Insurance is not an investment
Salaried individuals have a very high tendency of avoiding investing and even if they invest, often the first investment will be an insurance policy.
It happened to me and I am sure it has happened to most of us who have just embarked the new role in their life of being an employee.
Such an insurance cum investment is neither an insurance nor an investment. On top of that you are more likely to have paid 20% as fees to the person who sold you the policy and if you want to break-even with your investment you will be stuck for at least 7 years to get back the total capital invested. Give and take few months here and there.
Consider Tax as an Expense
Tax is an expense that should be taken care off by the salaried individuals.
If your salary is high, your PF (provident fund) contribution may be enough for the total tax you can save but if you have any amount left that can be invested to save tax, you should definitely do it.
My personal choice of saving tax is through ELSS (Equity linked saving scheme) based mutual funds. If you are young and can remain invested for few years, you should definitely consider these best tax saving ELSS mutual funds because other means of investing to save tax doesn’t provide any returns after adjusting for inflation. Equity as an asset class is the only option where you can save tax and make decent returns on the invested capital.
Emergency Fund – What’s that?
We Indians neglect emergency fund like hell but the fact of the matter is once your ememrgencies are covered, you will be much better managing the finances.
You should focus on making sure you have some money kept for emergency and it can be as little as your minimum balance for your account to few times that money. It should be used as only in an emergency.
If you have an emergency fund set aside, you can invest with much more conviction but more importantly, you can avoid those high-interest credit card debts that are often taken in case of an emergency and are quite hard to pay early due to a high penalty for pre-payment.
The Investment Avenues
I am always biased towards equity investment but if you can invest for a rental income, go with a commercial property as an investment. The idea is not to consider the appreciation in the price of the property but the focus is to generate a regular monthly income with rent.
If you are considering equity, you don’t need to be investing in stocks and you can do everything without investing in stocks and only with mutual funds. The idea is to make more money and stocks only make sense if you are able to beat the returns from the best performing mutual funds. If you can’t just invest with them.
Make Investment a Habit
The important aspect isn’t about investing big but start investing early. You should consider investing a habit. If you are one of those guys who don’t understand diversification or mumbo-jumbo of investing, it is all good. There is ample time that it can be look at later stage.

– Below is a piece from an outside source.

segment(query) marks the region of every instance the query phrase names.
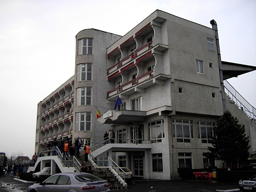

The start is the most important aspect of investing. It isn’t about how much you are investing and what returns may be generating but you have to start investing and do it on a consistent basis to make the investment a habit.
SIP is best thing that has ever happened for salaried individuals in India and instead of focusing too much on the anything else, start a SIP in one of the best performing mutual funds and decide on diversification and asset allocation after couple of years of investing. Even if you make subpar returns, you will be better off than majority of people who has lost money doing futures and options trading or margin trading.
Save Taxes on Investment Returns
If returns aren’t taxed after a stipulated amount of time, remain invested for a slightly longer period and save the tax.
A penny saved is a penny earned.
As an example, if you are investing in equity mutual funds, the return on investment after 1 year is slightly less. For debt mutual funds, the return on investment is tax-free (lesser tax after indexation for some debt funds) after 3 years. If you are investing in Gold ETFs, the return on investments is tax-free after 1 year where as an investment in physical gold the tenure is 3 years and you also need to the pay GST. Similarly, you can save some short term capital gain tax based on indexation on a sale of the residential property if you keep them for 3 years or more.
So knowing when the returns are taxable for your investment can help you save a considerable amount of tax.